Crescendo, questa insicurezza ha influenzato profondamente anche le mie relazioni. Ho vissuto rapporti tossici e violenti, fino a rischiare la vita per mano di un uomo. All'esterno mi mostravo forte; dentro, invece, cercavo il mio valore nello sguardo degli altri e, senza rendermene conto, continuavo a ripetere schemi legati alla mia storia familiare.
A soli 21 anni ho aperto il mio centro estetico. Per dieci anni ho lavorato, studiato e aiutato tante donne a sentirsi più belle, tuttavia sentivo che cambiare fuori non bastava. Nemmeno a me era bastato: non riuscivo a fidarmi, a delegare, a farmi rispettare o a gestire la rabbia con le persone che amavo. Lavoravo, viaggiavo e raggiungevo obiettivi senza fermarmi mai. Avevo imparato a fare sempre di più e a vivere costantemente nell’emergenza, fino al punto di svenire in macchina per il troppo stress.
In quel momento il corpo mi ha fermata. Ero la donna forte e indipendente che non chiedeva mai aiuto, ma dentro ero esausta e non mi riconoscevo più.

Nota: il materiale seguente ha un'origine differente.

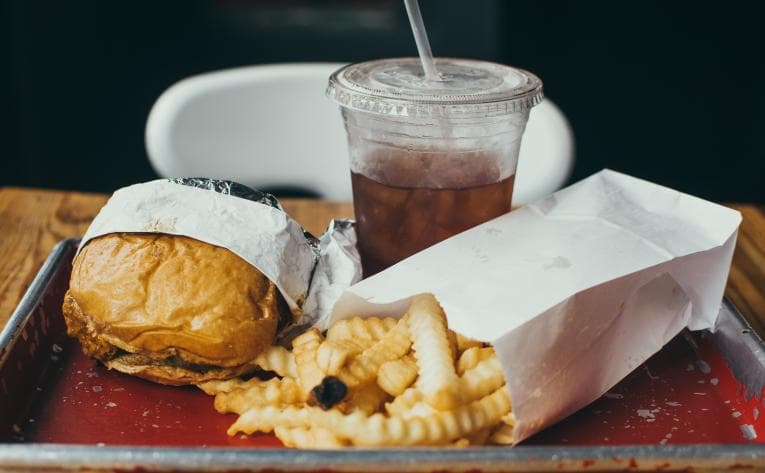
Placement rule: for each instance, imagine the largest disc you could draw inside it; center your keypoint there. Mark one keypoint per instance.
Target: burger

L’incontro con la crescita personale e la formazione come coach hanno cambiato il mio modo di guardare me stessa e la mia storia. Ho imparato ad ascoltare il mio corpo e le mie emozioni, a riconoscere i miei bisogni, a trasformare le convinzioni limitanti e a scegliere senza tradirmi. Ho affrontato sfide che credevo impossibili, come correre la Maratona di New York e raccontare la mia storia davanti a 2.700 persone. Tuttavia, la scelta più coraggiosa è stata chiudere il mio centro estetico dopo dieci anni, lasciando un’identità che non mi rappresentava più.
Oggi accompagno gli imprenditori e i professionisti che si sono persi tra ruoli, responsabilità e risultati a ritrovare la propria identità e a prendersi il proprio spazio. La mia empatia mi permette di riconoscere il valore, le risorse e la luce di una persona ancora prima che riesca a vederli da sola.
Attraverso coaching, consulenza d’immagine e cura di sé, aiuto ogni persona a valorizzarsi dentro e fuori, a raggiungere i propri obiettivi senza perdersi e a vivere con maggiore leggerezza, consapevolezza e responsabilità.
Perché il nostro valore non va dimostrato: va riconosciuto.